In questo servizio continuamente rinnovato, Chiara e le sorelle edificano il regno di Dio.
Nella Regola redatta da Chiara poco tempo prima della sua morte, e quindi frutto dell’esperienza dell’intero arco di vita, leggiamo:
Le sorelle attendano a ciò che sopra ogni cosa debbono desiderare: avere lo Spirito del Signore e la sua santa operazione, pregarlo sempre con cuore puro e avere umiltà, pazienza nella tribolazione e nella infermità, e amare quelli che ci perseguitano, riprendono e incolpano, perché dice il Signore: Beati quelli che patiscono persecuzione per la giustizia, perché di essi è il regno dei cieli. Chi persevererà sino alla fine, questi sarà salvo.

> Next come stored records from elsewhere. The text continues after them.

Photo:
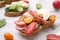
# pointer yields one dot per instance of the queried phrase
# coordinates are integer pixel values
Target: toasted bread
(10, 1)
(13, 14)
(39, 29)
(2, 3)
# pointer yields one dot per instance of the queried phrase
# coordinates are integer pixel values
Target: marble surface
(10, 26)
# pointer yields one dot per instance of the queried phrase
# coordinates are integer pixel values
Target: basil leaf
(38, 6)
(20, 9)
(2, 22)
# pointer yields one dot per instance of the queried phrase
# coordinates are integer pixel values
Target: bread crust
(10, 1)
(51, 23)
(2, 3)
(14, 14)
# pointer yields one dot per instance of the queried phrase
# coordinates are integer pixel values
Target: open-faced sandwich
(53, 36)
(32, 22)
(2, 3)
(16, 8)
(10, 1)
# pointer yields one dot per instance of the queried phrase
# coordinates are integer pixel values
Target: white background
(10, 26)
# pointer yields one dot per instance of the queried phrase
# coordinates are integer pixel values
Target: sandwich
(2, 3)
(31, 22)
(16, 8)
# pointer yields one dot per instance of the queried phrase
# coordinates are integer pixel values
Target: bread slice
(2, 3)
(14, 14)
(10, 1)
(39, 29)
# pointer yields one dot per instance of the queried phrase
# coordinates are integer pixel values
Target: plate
(10, 26)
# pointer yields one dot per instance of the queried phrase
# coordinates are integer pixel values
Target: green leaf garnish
(38, 6)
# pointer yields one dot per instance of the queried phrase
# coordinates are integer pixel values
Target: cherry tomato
(56, 4)
(20, 23)
(31, 28)
(8, 36)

La beatitudine dei perseguitati sembra il frutto maturato nella vita di fraternità. Chiara qui sta tracciando una sintesi della sua forma di vita, che consiste essenzialmente nel lasciare che lo Spirito Santo operi attraverso ogni sorella. Riconosce che c’è chi perseguita, riprende, incolpa… Come non riconoscere il quotidiano vivere l’una accanto all’altra, fatto delle piccole cose di ogni giorno, che misurano le differenze di sensibilità, di maturazione, di apertura mentale, di fedeltà al Vangelo? E così vengono le riprensioni, le giustificazioni, il nascondere le proprie responsabilità scaricandole sulle altre… Chiara sembra fare cenno a una sorta di ‘persecuzione domestica’, che lo Spirito aiuta a vivere in maniera non vittimistica, ripiegata su se stesse, ma nell’apertura dell’amore. E così costruisce il regno di Dio.